Mats help but good shoes will help more. Even more important go to a physical therapist and learn how to properly strengthen your torso muscles to support your upper body better. You might combine this rtb's advise about seeing an orthopedist before the therapist just to make sure you don't have a problem with the bones in your back.

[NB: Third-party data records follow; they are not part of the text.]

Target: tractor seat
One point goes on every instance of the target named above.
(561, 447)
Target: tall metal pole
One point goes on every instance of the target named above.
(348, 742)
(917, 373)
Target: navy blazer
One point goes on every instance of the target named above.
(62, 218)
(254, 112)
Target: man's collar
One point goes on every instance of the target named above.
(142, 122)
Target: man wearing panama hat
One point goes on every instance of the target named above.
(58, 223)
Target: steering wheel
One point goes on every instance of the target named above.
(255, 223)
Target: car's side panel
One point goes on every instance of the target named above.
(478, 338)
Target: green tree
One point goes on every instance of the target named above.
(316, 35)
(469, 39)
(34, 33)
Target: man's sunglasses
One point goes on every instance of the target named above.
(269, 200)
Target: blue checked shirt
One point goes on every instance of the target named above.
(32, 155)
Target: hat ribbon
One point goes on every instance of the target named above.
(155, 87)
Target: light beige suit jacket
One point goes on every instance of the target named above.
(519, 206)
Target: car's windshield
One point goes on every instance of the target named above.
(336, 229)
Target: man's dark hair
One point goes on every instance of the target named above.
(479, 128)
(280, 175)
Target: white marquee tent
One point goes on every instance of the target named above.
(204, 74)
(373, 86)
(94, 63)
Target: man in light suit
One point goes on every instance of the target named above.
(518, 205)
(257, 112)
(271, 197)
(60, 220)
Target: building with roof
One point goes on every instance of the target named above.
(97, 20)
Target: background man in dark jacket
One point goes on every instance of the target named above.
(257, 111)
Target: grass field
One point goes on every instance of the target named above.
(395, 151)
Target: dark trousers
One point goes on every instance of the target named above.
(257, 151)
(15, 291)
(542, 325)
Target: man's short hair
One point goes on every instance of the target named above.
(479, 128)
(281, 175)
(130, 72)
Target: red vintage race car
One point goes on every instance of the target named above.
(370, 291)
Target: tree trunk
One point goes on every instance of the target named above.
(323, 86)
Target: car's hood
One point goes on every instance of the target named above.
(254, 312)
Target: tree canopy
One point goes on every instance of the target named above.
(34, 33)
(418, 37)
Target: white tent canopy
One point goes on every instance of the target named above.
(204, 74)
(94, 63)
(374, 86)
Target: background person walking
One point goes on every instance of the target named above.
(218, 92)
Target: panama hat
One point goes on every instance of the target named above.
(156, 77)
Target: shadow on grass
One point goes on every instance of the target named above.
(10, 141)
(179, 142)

I have had a back problem for over 25 years and maintaining the strength of my torso has been the best thing I have done for it. The exercises are easy (-; You would be amazed how much your upper body is supported by your stomach muscles.
Also learn some stretching exercises from the therapist and do those a couple of times a day when you are stuck on that concrete floor.


----------



## dennis (Aug 3, 2006)

OSB Got glued down and it sure feels a lot nicer on my back. The shop is warmer too. I didn't plan on that!


----------



## Chipncut (Aug 18, 2006)

Did you put down foam first?

I have to tell you about a diesel rebuild shop were I worked once.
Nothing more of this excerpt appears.